Dies mochte der eleganteste Teil von Cannes sein, aber buchstäblich alles, was aus dem Pflaster ragte, zum Beispiel ein gusseiserner Poller oder ein Baum, war mit frischer Hundepisse und ein paar braunen Klumpen
verziert.
Neue Autos, Motorräder und Motorroller parkten an allen möglichen und unmöglichen Stellen, und ihre Besitzer, die Gäste der Cafés, wirkten mit ihren
Designer-Sonnenbrillen äußerst cool und elegant,
während sie rauchten, tranken und dabei ganz allgemein posierten.
Gleichzeitig waren hier viele Obdachlose zu sehen.
Das war nur logisch: Als Penner hätte ich auch gern an einem warmen Ort geschlafen, an dem viele gut
aussehende Menschen unterwegs waren – vor allem,
wenn sie Leute waren, die Obdachlosen manchmal ein paar Francs zuwarfen. Eine Gruppe von vier oder fünf Pennern, die zwei Bänke besetzt hielt, hatte einen ungepflegten alten Hundemischling bei sich, der ein rotes Halstuch mit ehemals weißen Punkten trug. Einer der Kerle hatte eine offene Bierdose in der Jackentasche, und als er sich nach vorn beugte, um den Hund zu tätscheln, lief die Dose teilweise aus. Seine Saufkumpane
beobachteten diesen Vorgang sichtlich entsetzt.

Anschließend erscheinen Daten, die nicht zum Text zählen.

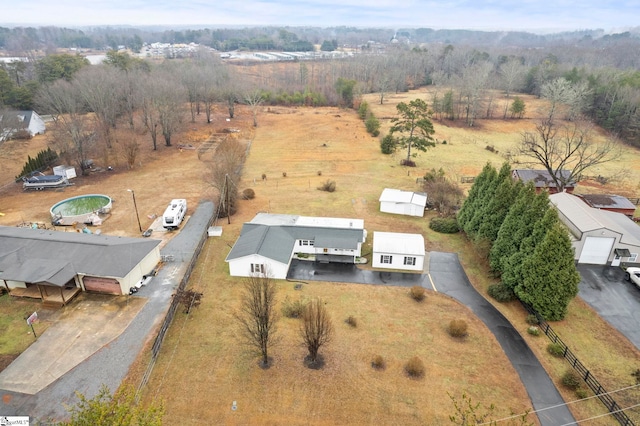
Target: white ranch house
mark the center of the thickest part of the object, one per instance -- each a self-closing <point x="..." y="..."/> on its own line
<point x="406" y="203"/>
<point x="600" y="237"/>
<point x="268" y="243"/>
<point x="54" y="266"/>
<point x="395" y="250"/>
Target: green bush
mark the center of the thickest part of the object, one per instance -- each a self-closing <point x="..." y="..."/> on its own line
<point x="373" y="125"/>
<point x="501" y="293"/>
<point x="328" y="186"/>
<point x="533" y="330"/>
<point x="444" y="225"/>
<point x="414" y="368"/>
<point x="532" y="319"/>
<point x="388" y="145"/>
<point x="417" y="293"/>
<point x="352" y="321"/>
<point x="378" y="363"/>
<point x="556" y="349"/>
<point x="293" y="308"/>
<point x="571" y="380"/>
<point x="457" y="328"/>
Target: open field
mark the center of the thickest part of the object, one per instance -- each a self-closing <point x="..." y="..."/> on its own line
<point x="202" y="369"/>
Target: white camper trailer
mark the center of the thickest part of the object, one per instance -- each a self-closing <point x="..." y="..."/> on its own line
<point x="174" y="214"/>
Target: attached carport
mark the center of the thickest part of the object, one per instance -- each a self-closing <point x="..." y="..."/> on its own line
<point x="600" y="237"/>
<point x="596" y="250"/>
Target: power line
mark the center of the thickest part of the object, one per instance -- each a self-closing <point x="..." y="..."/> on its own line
<point x="567" y="403"/>
<point x="601" y="415"/>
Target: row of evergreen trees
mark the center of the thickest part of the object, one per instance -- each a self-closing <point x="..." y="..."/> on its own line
<point x="527" y="246"/>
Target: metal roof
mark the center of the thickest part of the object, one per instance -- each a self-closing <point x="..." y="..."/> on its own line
<point x="34" y="255"/>
<point x="541" y="178"/>
<point x="608" y="201"/>
<point x="399" y="196"/>
<point x="395" y="242"/>
<point x="273" y="236"/>
<point x="587" y="218"/>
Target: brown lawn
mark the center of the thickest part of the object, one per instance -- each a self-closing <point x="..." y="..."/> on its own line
<point x="203" y="369"/>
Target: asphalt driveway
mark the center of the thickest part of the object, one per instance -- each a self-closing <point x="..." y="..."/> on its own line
<point x="616" y="300"/>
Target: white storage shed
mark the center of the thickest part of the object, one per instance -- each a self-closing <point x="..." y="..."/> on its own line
<point x="406" y="203"/>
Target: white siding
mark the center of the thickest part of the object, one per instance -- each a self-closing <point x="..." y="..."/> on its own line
<point x="241" y="267"/>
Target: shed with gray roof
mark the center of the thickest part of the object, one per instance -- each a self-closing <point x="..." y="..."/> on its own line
<point x="599" y="236"/>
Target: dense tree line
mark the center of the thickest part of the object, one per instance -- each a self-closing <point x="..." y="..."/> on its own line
<point x="522" y="236"/>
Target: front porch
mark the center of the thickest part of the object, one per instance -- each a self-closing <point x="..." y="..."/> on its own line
<point x="51" y="296"/>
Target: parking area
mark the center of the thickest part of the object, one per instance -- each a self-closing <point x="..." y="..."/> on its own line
<point x="616" y="300"/>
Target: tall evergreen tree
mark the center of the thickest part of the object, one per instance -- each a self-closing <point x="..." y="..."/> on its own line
<point x="499" y="206"/>
<point x="512" y="275"/>
<point x="482" y="209"/>
<point x="466" y="211"/>
<point x="551" y="279"/>
<point x="513" y="230"/>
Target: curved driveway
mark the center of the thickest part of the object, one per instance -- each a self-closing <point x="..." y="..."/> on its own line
<point x="447" y="276"/>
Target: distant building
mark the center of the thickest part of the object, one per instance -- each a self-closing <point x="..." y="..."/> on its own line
<point x="542" y="179"/>
<point x="403" y="202"/>
<point x="613" y="203"/>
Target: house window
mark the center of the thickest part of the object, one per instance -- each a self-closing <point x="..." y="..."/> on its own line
<point x="257" y="268"/>
<point x="408" y="260"/>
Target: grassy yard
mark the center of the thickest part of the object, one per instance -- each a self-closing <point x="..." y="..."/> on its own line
<point x="203" y="368"/>
<point x="16" y="335"/>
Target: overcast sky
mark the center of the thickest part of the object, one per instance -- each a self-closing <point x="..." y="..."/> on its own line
<point x="527" y="15"/>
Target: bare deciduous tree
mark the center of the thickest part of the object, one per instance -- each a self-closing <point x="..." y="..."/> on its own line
<point x="570" y="147"/>
<point x="316" y="329"/>
<point x="257" y="315"/>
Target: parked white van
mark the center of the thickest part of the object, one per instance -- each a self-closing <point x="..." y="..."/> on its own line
<point x="174" y="214"/>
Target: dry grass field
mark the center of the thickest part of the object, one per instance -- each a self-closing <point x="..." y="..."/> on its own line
<point x="203" y="368"/>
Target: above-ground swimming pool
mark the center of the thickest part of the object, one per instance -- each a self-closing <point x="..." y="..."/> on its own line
<point x="81" y="209"/>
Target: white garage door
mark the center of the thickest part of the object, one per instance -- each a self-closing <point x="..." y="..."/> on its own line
<point x="596" y="250"/>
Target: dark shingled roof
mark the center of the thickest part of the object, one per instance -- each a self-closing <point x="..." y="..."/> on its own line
<point x="54" y="257"/>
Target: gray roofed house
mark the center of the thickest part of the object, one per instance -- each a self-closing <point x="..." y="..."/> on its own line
<point x="542" y="179"/>
<point x="270" y="241"/>
<point x="598" y="235"/>
<point x="54" y="265"/>
<point x="614" y="203"/>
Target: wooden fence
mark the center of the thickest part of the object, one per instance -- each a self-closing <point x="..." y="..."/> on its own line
<point x="613" y="407"/>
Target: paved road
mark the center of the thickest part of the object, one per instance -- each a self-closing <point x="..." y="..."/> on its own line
<point x="110" y="364"/>
<point x="615" y="300"/>
<point x="448" y="277"/>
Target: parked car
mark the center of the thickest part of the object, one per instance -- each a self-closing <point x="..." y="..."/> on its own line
<point x="633" y="275"/>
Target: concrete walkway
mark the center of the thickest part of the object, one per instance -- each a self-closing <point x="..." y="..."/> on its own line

Ich war noch nie in diesem Internetcafé gewesen, um online zu gehen; normalerweise fuhr ich zum Cap 3000
hinaus, einem gigantischen Centre commercial am Stadtrand von Nizza. Die Fahrt dorthin dauerte bei Einhaltung aller Geschwindigkeitsbeschränkungen, die ich strikt beachtete, nur etwa eine Dreiviertelstunde, und das Einkaufszentrum war immer überlaufen. Diesmal musste ich George jedoch sofort mitteilen, was ich erfahren hatte. Da ich Cannes jetzt ohnehin verlassen würde, brauchte ich nicht mehr hierher
zurückzukommen.
Im Café Mondego herrschte ziemlicher Betrieb, was mir nur recht war. Coole Mittzwanziger mit Designer-Lederjacken und Rayban-Sonnenbrillen posierten in der Nähe ihrer Motorräder und Motorroller oder saßen auf glänzenden Aluminiumstühlen und tranken kleine Biere.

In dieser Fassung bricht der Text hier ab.